K-State launches Cancer Research Collaboration of Excellence in Tumor Microenvironment Studies
Tuesday, Dec. 14, 2021
This micro-CT image shows a whole breast tumor on the left, and the tumor's microenvironment with diminished blood vessels and chemo- and radiation therapy-resistant regions on the right. Brad Behnke, professor of kinesiology and associate dean of research and graduate studies for Kansas State University's College of Health and Human Sciences, leads the new Cancer Research Collaboration of Excellence in Tumor Microenvironment Studies, established by K-State's Johnson Cancer Research Center. More information on this image and the collaboration can also be found at cancer.k-state.edu/research/CRCE-tumor-microenvironment.html. | Download this photo.
MANHATTAN — The Johnson Cancer Research Center at Kansas State University has launched a Cancer Research Collaboration of Excellence in Tumor Microenvironment Studies. The multidisciplinary collaboration will examine how environmental conditions within tumors impact their development, growth and aggressiveness, and apply the findings to improve cancer therapies.
The collaboration is made possible with a two-year, $100,000 award from the cancer research center. Brad Behnke, professor of kinesiology and associate dean of research and graduate studies for the College of Health and Human Sciences, leads the collaboration. The members are investigating changes in the tumor microenvironment due to exposure to different levels of radiation, oxygen pressures and vitamin D.
"Many conventional cancer therapies fail due to factors related to the tumor's environment," Behnke said. "We want to identify microenvironment changes that cause cancer growth and therapy resistance, and devise methods to combat them."
The collaboration's four main research projects aim to answer the following questions. What DNA mutations occur in response to radiation? Does exercise increase oxygen in breast tumors and thus improve response to chemotherapy and radiation? Does nitrate supplementation increase tumor oxygenation and thus decrease tumor growth? And how do ovarian tumors respond to different levels of vitamin D?
"We are excited to establish this Cancer Research Collaboration of Excellence in Tumor Microenvironment Studies that brings together outstanding K-State scientists from multiple disciplines to investigate how various treatments change tumor growth," said Sherry Fleming, director of the Johnson Cancer Research Center and professor of biology. "We're grateful to our supporters for making it possible to fund this excellent group of investigators."

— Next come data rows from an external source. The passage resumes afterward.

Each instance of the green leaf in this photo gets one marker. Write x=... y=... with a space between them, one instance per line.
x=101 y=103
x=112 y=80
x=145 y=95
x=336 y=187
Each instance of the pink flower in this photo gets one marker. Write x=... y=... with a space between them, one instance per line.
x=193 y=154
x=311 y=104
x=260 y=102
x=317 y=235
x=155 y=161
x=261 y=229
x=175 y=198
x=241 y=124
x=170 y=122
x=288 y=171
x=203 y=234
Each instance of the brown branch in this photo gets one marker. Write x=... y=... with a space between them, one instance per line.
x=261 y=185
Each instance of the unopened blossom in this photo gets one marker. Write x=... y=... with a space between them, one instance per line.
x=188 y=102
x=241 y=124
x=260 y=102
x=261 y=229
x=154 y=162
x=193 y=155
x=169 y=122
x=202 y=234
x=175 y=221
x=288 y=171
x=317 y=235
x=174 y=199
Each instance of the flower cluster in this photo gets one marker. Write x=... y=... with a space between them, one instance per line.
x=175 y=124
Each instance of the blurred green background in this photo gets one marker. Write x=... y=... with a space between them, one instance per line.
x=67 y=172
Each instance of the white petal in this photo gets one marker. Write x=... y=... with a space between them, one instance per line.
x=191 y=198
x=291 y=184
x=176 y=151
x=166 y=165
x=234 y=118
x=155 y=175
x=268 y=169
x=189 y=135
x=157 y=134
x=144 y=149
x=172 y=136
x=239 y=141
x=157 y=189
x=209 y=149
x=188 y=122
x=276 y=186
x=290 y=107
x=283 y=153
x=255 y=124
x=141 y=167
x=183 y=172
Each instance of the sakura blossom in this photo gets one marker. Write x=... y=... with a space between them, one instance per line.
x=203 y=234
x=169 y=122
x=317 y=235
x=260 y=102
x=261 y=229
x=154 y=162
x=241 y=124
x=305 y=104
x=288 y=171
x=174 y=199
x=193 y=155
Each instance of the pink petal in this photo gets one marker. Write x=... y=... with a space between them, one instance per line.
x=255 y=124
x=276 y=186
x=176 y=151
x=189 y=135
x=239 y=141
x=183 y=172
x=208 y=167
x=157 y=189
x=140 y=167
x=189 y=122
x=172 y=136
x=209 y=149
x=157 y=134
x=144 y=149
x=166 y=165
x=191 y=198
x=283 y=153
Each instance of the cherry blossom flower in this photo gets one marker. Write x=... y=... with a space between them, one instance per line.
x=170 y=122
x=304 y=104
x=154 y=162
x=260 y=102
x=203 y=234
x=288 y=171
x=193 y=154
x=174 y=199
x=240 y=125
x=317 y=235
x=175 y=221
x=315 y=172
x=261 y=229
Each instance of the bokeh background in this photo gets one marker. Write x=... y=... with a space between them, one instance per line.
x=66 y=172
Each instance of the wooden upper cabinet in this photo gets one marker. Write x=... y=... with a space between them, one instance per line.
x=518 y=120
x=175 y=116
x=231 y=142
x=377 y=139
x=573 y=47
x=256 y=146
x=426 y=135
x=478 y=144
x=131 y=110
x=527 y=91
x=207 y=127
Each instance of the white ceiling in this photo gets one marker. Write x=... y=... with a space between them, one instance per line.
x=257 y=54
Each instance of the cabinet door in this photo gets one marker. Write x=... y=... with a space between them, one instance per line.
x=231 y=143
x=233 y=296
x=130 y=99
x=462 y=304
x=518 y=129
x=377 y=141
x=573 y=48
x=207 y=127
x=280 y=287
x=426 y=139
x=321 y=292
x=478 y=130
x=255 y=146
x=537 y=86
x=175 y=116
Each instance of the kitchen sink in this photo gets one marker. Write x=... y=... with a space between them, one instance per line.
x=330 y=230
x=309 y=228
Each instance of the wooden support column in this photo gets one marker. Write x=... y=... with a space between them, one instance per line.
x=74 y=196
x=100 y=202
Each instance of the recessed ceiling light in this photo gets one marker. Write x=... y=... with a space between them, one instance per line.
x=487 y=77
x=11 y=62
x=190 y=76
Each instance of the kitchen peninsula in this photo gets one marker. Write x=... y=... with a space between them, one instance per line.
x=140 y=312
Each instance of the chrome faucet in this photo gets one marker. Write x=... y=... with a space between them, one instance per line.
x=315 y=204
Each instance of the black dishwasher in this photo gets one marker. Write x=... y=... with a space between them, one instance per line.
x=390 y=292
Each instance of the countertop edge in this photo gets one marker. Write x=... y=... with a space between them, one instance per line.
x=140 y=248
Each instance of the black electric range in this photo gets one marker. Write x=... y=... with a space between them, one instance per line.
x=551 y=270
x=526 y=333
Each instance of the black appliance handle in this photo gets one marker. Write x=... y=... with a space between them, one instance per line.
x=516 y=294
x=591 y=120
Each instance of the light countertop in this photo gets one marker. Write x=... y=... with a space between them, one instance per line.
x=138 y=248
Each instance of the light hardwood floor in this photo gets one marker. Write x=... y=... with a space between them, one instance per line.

Other researchers involved in the collaboration are Amir Bahadori, associate professor in mechanical and nuclear engineering; Carl Ade, associate professor in kinesiology; David Poole, university distinguished professor of anatomy and physiology and kinesiology; Chieko Azuma, clinical associate professor of radiation oncology; and Wei-Wen Hsu, associate professor in statistics.
"This research collaboration is an exciting step forward in helping to understand the basic mechanisms underlying cancers and identifying strategies for novel therapies," said Beth Montelone, senior associate vice president for research. "We look forward to the outcomes of this work and the follow-on projects that could result from it."
This is the Johnson Cancer Research Center's second Cancer Research Collaboration of Excellence. The first was for pancreatic cancer studies. This program supports multidisciplinary teams fighting cancer synergistically in a focused area of cancer research.
The Johnson Cancer Research Center, in the College of Arts and Sciences, supports and advances cancer research and education at Kansas State University. Its programs are made possible by private funding. Information about the center is at cancer.k-state.edu.